I like J.A. Adande, as a sports journalist. I remember him best as the straight man on Around the Horn, but in spite of his “role,” he was always a source of informative and insightful sports opinions, on the show and in the times that I’ve come across his writing on the internet throughout the years.
However, I don’t know it’s because it was for The Undefeated, an online rag that doesn’t hide its black bias, and he’s just trying to appeal to its target audience, or he’s deciding to waver from his modus operandi of logical and educated opinions; but his article about how “this isn’t the baseball he grew up watching because there aren’t enough black guys in it and the ones that are aren’t aren’t playing ‘black enough’ baseball” seems just so, so, so beneath a guy I’ve always held in regard for integrity and not needing to ever play the race card in order to look intelligent.

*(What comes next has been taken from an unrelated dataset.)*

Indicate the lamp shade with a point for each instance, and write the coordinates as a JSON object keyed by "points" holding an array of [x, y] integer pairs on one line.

Basically, Adande says the Cincinnati Reds’ Billy Hamilton (a black player) runs down flyballs at the wall, is a fast runner and steals a lot of bases is playing “black baseball.”
By this logic, Mike Trout, Trea Turner and Kevin Pillar, are playing, black baseball. These are also guys who are very good outfielders who are capable of making plays at the wall and occasionally robbing some home runs, and they are also very fast runners who steal lots of bases. However, all three of them are white guys, thus negating Adande’s logic of what defines “black baseball,” and how absurd it is to associate such styles of play solely with the color of a player’s skin.

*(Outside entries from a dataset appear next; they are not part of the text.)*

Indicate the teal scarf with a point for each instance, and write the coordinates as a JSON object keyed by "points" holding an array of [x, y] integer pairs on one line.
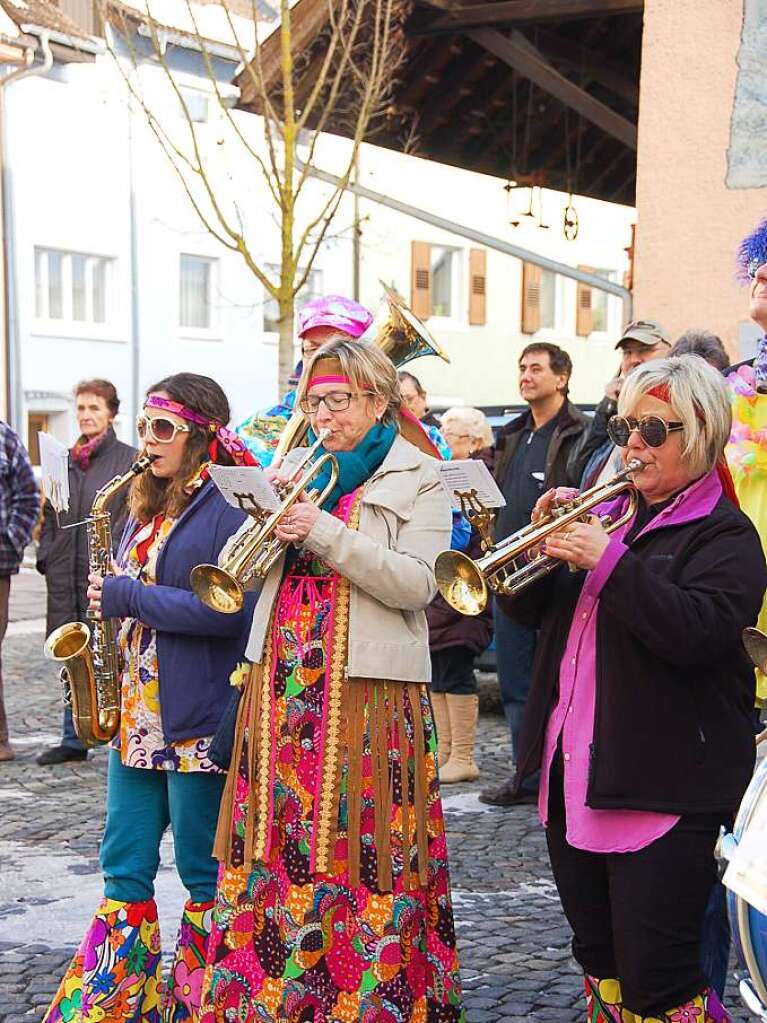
{"points": [[356, 465]]}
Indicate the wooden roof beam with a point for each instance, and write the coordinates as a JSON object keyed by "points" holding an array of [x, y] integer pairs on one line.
{"points": [[308, 18], [589, 61], [507, 11], [519, 53]]}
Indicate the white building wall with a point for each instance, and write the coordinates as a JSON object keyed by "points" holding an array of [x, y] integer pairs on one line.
{"points": [[72, 191], [483, 359], [75, 152]]}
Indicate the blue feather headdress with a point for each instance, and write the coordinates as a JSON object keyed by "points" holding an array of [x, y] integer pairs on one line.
{"points": [[752, 253]]}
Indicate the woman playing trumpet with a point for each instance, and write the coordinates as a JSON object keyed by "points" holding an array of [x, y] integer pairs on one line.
{"points": [[333, 899], [639, 713]]}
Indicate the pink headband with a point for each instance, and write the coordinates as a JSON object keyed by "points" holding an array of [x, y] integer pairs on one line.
{"points": [[662, 392], [328, 380], [228, 439]]}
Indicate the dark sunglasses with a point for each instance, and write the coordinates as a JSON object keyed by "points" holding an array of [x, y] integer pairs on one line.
{"points": [[652, 430], [159, 429]]}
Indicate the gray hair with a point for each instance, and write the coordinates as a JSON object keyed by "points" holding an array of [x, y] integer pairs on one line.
{"points": [[471, 419], [698, 398], [704, 343]]}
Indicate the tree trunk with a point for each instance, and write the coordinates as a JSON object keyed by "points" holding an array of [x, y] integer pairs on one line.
{"points": [[285, 357]]}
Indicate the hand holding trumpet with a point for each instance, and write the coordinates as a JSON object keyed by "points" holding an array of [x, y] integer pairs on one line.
{"points": [[579, 543]]}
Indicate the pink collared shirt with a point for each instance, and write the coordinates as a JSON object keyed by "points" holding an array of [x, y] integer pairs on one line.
{"points": [[573, 716]]}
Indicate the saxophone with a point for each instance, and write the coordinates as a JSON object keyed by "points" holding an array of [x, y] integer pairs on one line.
{"points": [[89, 654]]}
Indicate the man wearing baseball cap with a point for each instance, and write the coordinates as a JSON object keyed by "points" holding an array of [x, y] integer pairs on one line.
{"points": [[319, 320], [640, 342]]}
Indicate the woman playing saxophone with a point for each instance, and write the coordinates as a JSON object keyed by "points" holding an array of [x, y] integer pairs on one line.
{"points": [[178, 655]]}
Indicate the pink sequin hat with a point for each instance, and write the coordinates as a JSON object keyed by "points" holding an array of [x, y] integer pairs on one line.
{"points": [[334, 310]]}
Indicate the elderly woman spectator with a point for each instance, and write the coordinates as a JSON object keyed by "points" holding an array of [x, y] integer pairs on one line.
{"points": [[639, 716], [95, 457], [333, 896], [455, 639]]}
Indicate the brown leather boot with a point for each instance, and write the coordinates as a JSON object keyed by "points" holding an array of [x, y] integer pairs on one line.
{"points": [[461, 766], [442, 723]]}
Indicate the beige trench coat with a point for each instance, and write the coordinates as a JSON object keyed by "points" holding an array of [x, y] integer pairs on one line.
{"points": [[405, 522]]}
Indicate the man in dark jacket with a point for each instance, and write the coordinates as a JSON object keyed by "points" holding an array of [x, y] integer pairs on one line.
{"points": [[532, 454], [62, 556], [19, 503]]}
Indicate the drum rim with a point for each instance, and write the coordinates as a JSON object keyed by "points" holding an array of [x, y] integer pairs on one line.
{"points": [[743, 938]]}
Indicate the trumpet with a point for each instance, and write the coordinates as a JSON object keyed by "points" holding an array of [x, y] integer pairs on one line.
{"points": [[254, 550], [517, 561]]}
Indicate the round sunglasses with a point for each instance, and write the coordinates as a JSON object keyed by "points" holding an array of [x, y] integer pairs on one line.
{"points": [[159, 429], [652, 430]]}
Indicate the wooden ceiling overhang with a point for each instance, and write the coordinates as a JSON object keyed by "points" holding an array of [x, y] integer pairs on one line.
{"points": [[545, 92]]}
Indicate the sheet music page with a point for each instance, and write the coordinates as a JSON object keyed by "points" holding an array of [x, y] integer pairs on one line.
{"points": [[245, 487], [747, 872], [470, 474], [54, 461]]}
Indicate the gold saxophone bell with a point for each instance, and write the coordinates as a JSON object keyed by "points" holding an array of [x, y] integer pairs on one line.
{"points": [[88, 654], [254, 550], [514, 563]]}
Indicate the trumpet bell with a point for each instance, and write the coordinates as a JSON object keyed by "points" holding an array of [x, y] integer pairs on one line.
{"points": [[460, 582], [756, 647], [217, 588], [403, 337]]}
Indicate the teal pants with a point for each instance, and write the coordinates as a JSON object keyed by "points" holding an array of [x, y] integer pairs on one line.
{"points": [[140, 805]]}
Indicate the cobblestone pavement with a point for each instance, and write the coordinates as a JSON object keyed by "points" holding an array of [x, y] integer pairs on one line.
{"points": [[513, 940]]}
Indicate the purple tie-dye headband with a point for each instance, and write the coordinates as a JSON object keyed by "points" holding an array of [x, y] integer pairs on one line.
{"points": [[228, 439]]}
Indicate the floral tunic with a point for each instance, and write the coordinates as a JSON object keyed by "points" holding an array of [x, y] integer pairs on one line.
{"points": [[141, 741], [747, 456], [343, 923]]}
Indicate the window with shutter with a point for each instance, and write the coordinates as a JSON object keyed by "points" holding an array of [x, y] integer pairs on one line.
{"points": [[478, 286], [584, 319], [420, 283], [531, 298]]}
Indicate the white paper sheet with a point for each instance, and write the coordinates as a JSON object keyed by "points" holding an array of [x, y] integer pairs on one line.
{"points": [[747, 872], [245, 487], [54, 471], [470, 474]]}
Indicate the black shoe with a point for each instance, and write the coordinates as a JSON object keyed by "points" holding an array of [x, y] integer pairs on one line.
{"points": [[504, 795], [60, 754]]}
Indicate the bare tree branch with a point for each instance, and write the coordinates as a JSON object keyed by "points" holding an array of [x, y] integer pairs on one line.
{"points": [[328, 65]]}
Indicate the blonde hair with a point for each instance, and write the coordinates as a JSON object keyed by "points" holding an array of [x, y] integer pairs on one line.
{"points": [[471, 419], [698, 397], [366, 366]]}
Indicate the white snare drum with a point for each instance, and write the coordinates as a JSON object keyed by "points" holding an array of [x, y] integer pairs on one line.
{"points": [[748, 924]]}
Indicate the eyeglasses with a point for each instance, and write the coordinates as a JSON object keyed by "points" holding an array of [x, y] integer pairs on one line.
{"points": [[652, 430], [335, 401], [159, 429]]}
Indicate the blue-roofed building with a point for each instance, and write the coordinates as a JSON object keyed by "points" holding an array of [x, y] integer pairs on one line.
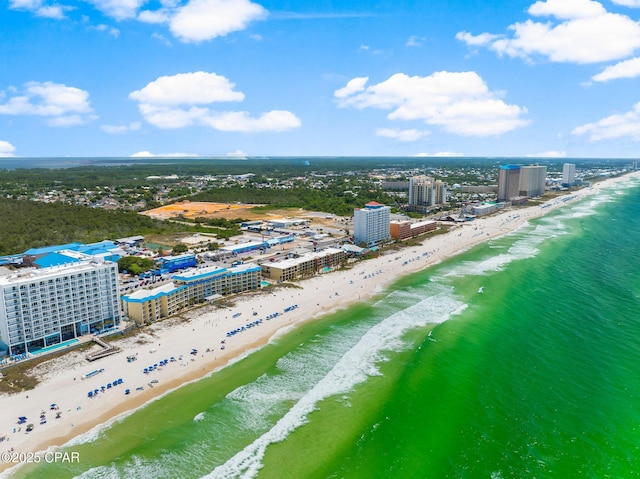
{"points": [[146, 306], [169, 264], [55, 255]]}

I understand Adande’s observations about how the game is most certainly nothing like it may have been when he was growing up when Rickey Henderson was stealing practically 100 bags a year, but the change in the style of the game has less to do with the dwindling number of blacks in baseball, as much as it has to do with the fact that the things that Adande is basically labeling as solely “black skills” are things that aren’t as strategically favored in today’s stat-driven, sabermetrically-friendly baseball.
In short, steals are now considered too risky and not worth the risk of giving up an out just for a single base. Unless a player has the raw foot speed of Billy Hamilton or Trea Turner, they do not have the perma-green light to steal at will, and even other good base thieves like Dee Gordon and Jose Altuve still have to be great at studying opposing pitchers in order to steal successfully.

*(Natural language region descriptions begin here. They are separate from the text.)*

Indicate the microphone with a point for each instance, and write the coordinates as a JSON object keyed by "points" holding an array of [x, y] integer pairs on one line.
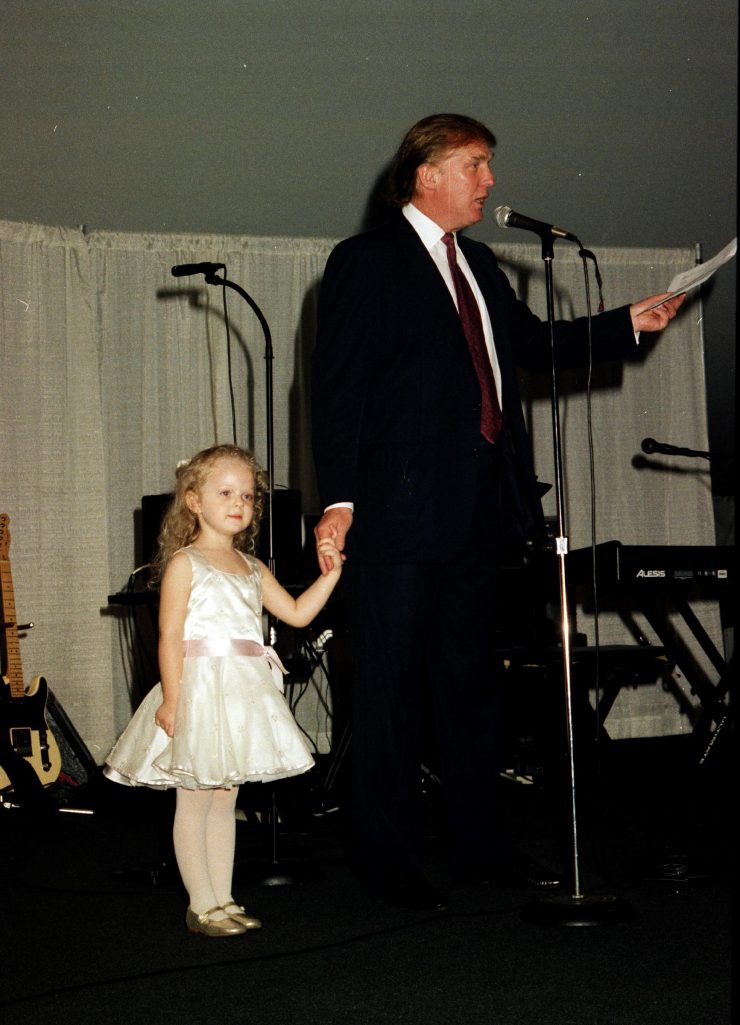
{"points": [[506, 217], [649, 445], [187, 269]]}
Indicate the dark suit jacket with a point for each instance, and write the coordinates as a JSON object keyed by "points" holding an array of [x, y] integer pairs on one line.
{"points": [[396, 399]]}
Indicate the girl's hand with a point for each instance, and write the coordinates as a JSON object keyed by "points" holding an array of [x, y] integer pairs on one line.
{"points": [[164, 718], [329, 555]]}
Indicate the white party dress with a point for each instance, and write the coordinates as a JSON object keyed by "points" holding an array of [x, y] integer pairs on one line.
{"points": [[232, 723]]}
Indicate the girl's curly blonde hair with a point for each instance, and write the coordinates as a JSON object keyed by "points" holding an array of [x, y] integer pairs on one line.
{"points": [[179, 525]]}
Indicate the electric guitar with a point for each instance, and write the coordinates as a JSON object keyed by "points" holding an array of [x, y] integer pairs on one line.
{"points": [[26, 740]]}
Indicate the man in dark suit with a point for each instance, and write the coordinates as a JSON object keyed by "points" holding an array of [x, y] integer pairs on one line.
{"points": [[425, 474]]}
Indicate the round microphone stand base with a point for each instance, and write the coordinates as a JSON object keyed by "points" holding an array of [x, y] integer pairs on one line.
{"points": [[562, 909], [277, 873]]}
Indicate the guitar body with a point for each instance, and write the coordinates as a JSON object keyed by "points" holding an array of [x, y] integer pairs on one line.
{"points": [[26, 734], [30, 756]]}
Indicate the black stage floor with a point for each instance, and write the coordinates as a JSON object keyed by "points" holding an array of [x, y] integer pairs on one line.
{"points": [[93, 914]]}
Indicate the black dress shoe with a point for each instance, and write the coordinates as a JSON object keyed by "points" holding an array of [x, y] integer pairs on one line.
{"points": [[415, 894]]}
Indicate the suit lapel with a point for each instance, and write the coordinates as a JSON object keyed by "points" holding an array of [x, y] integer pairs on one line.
{"points": [[425, 282]]}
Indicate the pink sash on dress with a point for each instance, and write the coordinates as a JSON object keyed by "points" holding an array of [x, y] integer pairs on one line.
{"points": [[220, 647]]}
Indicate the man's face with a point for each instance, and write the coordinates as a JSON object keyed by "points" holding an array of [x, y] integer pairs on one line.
{"points": [[455, 187]]}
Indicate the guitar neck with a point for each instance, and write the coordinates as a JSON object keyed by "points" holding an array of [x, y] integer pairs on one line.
{"points": [[11, 648]]}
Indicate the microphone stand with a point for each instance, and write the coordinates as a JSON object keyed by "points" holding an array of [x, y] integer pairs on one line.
{"points": [[574, 908], [274, 874]]}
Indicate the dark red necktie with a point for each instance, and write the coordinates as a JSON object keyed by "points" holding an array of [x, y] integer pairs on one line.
{"points": [[473, 329]]}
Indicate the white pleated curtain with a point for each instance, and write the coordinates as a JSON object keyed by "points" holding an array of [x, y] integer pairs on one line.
{"points": [[113, 371]]}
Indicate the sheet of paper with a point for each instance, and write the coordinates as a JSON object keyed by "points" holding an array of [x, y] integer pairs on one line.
{"points": [[697, 275]]}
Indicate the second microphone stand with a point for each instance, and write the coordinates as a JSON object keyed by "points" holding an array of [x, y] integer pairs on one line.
{"points": [[574, 908]]}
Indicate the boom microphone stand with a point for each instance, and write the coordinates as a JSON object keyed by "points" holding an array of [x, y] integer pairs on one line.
{"points": [[275, 874], [574, 908]]}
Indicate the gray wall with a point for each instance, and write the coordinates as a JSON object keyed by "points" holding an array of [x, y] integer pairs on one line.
{"points": [[614, 118]]}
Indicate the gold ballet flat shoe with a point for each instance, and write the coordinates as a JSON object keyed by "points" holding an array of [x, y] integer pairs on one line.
{"points": [[240, 915], [203, 924]]}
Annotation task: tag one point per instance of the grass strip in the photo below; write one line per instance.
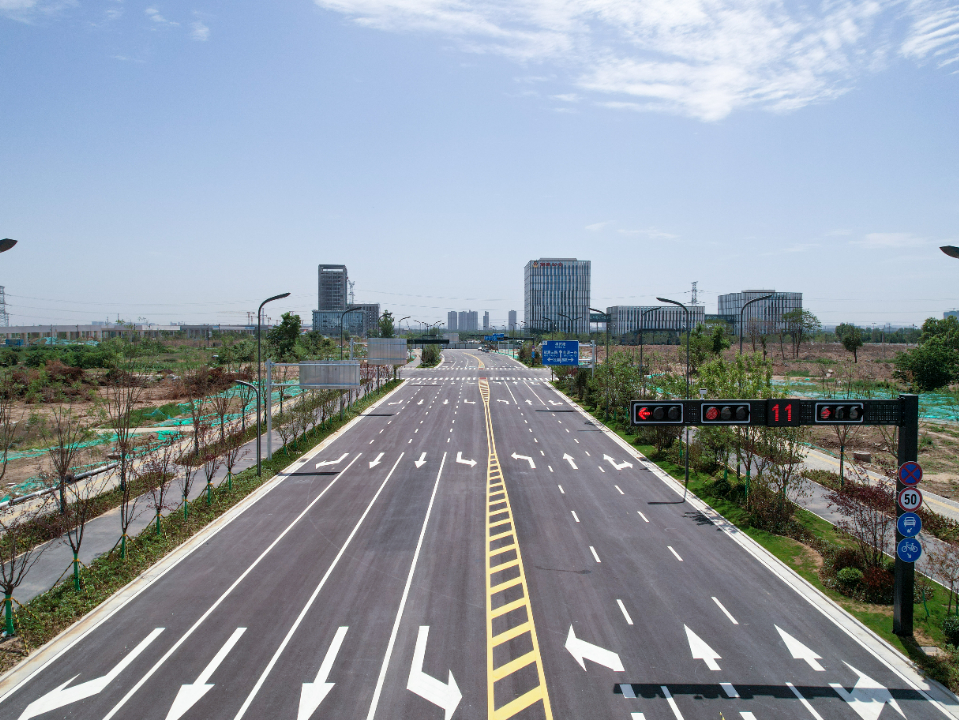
(50, 613)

Crashing into outfield walls in order to make plays on flyballs are also frowned upon these days, because baseball players today are pussies and get hurt way more frequently than back in Adande’s watching days. Players don’t want to get hurt, and the fans and management of these players don’t want getting hurt, so more often than naught, players are instructed to concede the double or homerun rather than end up on the disabled list for leg, hip or rib injuries from smashing into outfield walls just to make a highlight.
Adande isn’t wrong about the numbers of black players continuing to dwindle, but his supposed black baseball is dwindling, because the things that he claims makes baseball black, are simply considered risks often not worth taking, either for strategic or health related reasons.
It has nothing to do with race, but everything to do with today’s strategies.
C’mon, Adande, you’re better than this.